Reading Rate Limiter Stats

During execution, rate limiter statistics are displayed in a compact format:

Minute: 7/10 (70%) | Hour: 45/100 (45%)

When approaching limits:

Minute: 9/10 (90%) | Hour: 82/100 (82%) | Warning: Approaching rate limit

When blocked:

Minute: 10/10 (100%) | Hour: 85/100 (85%) | Blocked - retry in 12s

Practical Examples

Conservative Rate for Expensive Models

When using expensive models like GPT-4 or Claude 3 Opus, limit the rate to control costs:

# Only 20 calls per hour with an expensive model
ralph-starter run "implement feature" \
--preset feature \
--rate-limit 20 \
--model claude-3-opus

At Claude 3 Opus pricing, 20 iterations might cost $1-5 depending on context size. See the Cost Tracking guide for details.

High-Throughput Batch Processing

For batch processing with a cheaper model, you might want a higher limit:

ralph-starter run "process all pending issues" \
--rate-limit 200 \
--model claude-3-haiku

Combined with Circuit Breaker

Rate limiting and circuit breaking complement each other. Rate limiting controls speed; circuit breaking controls failure tolerance.

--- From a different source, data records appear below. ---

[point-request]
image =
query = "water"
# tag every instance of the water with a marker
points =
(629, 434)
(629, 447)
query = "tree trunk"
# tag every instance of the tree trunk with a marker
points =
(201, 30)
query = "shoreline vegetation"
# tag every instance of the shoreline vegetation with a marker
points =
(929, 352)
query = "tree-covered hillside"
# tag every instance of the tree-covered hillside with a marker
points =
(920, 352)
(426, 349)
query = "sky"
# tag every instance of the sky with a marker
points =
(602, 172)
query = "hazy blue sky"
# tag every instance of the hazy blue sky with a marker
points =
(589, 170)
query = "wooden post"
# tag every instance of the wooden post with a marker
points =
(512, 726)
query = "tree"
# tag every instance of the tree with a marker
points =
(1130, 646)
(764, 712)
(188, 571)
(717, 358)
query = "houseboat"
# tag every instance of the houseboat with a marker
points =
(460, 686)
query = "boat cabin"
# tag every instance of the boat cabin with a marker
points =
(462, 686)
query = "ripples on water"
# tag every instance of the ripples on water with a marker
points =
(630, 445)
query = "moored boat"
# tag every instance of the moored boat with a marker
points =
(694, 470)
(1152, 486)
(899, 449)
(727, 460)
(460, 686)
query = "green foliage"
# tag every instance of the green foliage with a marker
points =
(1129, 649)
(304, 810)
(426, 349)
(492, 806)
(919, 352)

ralph-starter run "add feature" \
--rate-limit 50 \
--circuit-breaker-failures 3 \
--circuit-breaker-errors 5

If the agent hits errors, the circuit breaker stops the loop before the rate limiter even becomes relevant. If the agent is succeeding but making many calls, the rate limiter slows it down.

Loop Exit Behavior

When the rate limiter blocks a call and the wait timeout (5 minutes) expires without a slot opening, the loop exits with:

{
success: false,
exitReason: 'rate_limit',
error: 'Rate limit exceeded'
}

This is distinct from other exit reasons like max_iterations, circuit_breaker, or completed. You can check the exitReason field to determine why the loop stopped.

Architecture Notes

The RateLimiter class maintains an in-memory array of call timestamps. Key implementation details:

  • Cleanup: Old timestamps (older than 1 hour) are pruned on every operation to prevent memory growth.
  • Thread safety: The rate limiter is designed for single-threaded Node.js execution. It does not use locks.
  • Reset: Calling reset() clears all timestamps, immediately restoring full capacity.
  • Config updates: You can update limits mid-run with updateConfig(), though this is not exposed via CLI.